From a stupidly young age, we are bombarded with images of what love looks like; we are promised we will either find our prince/princess who will make life wonderful for all eternity, or we will be doomed to spend each February sulking and throwing shoes at Meg Ryan billboards and random couples kissing in the street. In essence, our media’s depiction of love divides us into the cruel categories of either bitterness or bliss, but I just don’t buy this breakdown. I have been single for far more of my life than I’ve been part of a romantic pairing, and in my days of singledom the onslaught of greeting cards and heart-shaped chocolate boxes at this time of year never made me as bitter as the single ladies we see on TV; rather, it made me a mix of sad and hopeful. I was sad because I ached for love to hurry up and find me, and I was hopeful that I, too, could one day partake in the sappiness of Cupid-filled holidays. It irked me then and it still drives me bananas now that this complexity of emotion is rarely talked about or portrayed in chick-flick culture.
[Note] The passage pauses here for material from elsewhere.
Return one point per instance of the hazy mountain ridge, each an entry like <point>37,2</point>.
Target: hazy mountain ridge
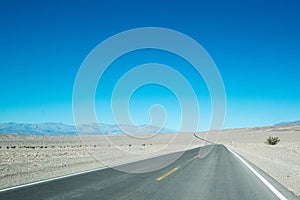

Instead we hear DJs, TV personalities and Katherine Heigl characters tell all singletons that they should kick over every rose bucket in the grocery store, petition Congress to abolish Valentine’s Day, and slash married people’s tires. Oh, and don’t even get me started on the depiction of married couples and their Michelin tires (you know the stereotypes, the ones who are either annoyingly perfect or philandering their way back to becoming bitterly single).
The truth is, love and our desire for it are far more complicated than most people dare to admit or bring up in polite conversation. One fact I’ll dare to acknowledge, however, is that we all do desire it…We all want love, and we should – whether we’re single and searching for our soul mates or married and still discovering new aspects of our mates’ souls. No amount of relationship hard times or taunts about the evils of pink-and-red candy aisles should ever strip us of our desire for true amore. Of course, we all may find this kind of fulfillment in different places (for some this means traditional marriage, others it means several epic romances, and still others it can mean a wealth of platonic friendships), but the key is admitting the types of love we want in our lives and never losing hope. I’m not advocating becoming a hopeless romantic, a.k.a. the kind of people we see portrayed in movies as guys or gals who are blindly optimistic about their romantic prospects and eventually learn painful lessons; what I am advocating is being bold enough to wish for and seek out genuine human connections in our lives. If we’re in relationships this means finding new excuses to fall in love with our partners, and if we’re single this means putting ourselves out there while listening to love songs instead of snarky talk radio.
I guess you could call this hopeful romanticism and, heck, I’ll go ahead and define it as the practice of blasting Stevie Wonder songs, mailing Valentines to your dearest friends, and smiling (with both shoes securely on your feet) when you walk past couples in love. I could also define it as embracing matchmaking services, making the occasional self-deprecating comment when romance doesn’t go our way, and constantly reassessing what we truly want. So much of life is all about wanting after all, and these wants/desires in and of themselves tie us into a great love affair with the human race. I dare you to eschew the media’s stark portrayal of bitterness and fairy tales this season, and I ask you to join me in simply wishing for the deepest possible love for yourself. Make that a double dare.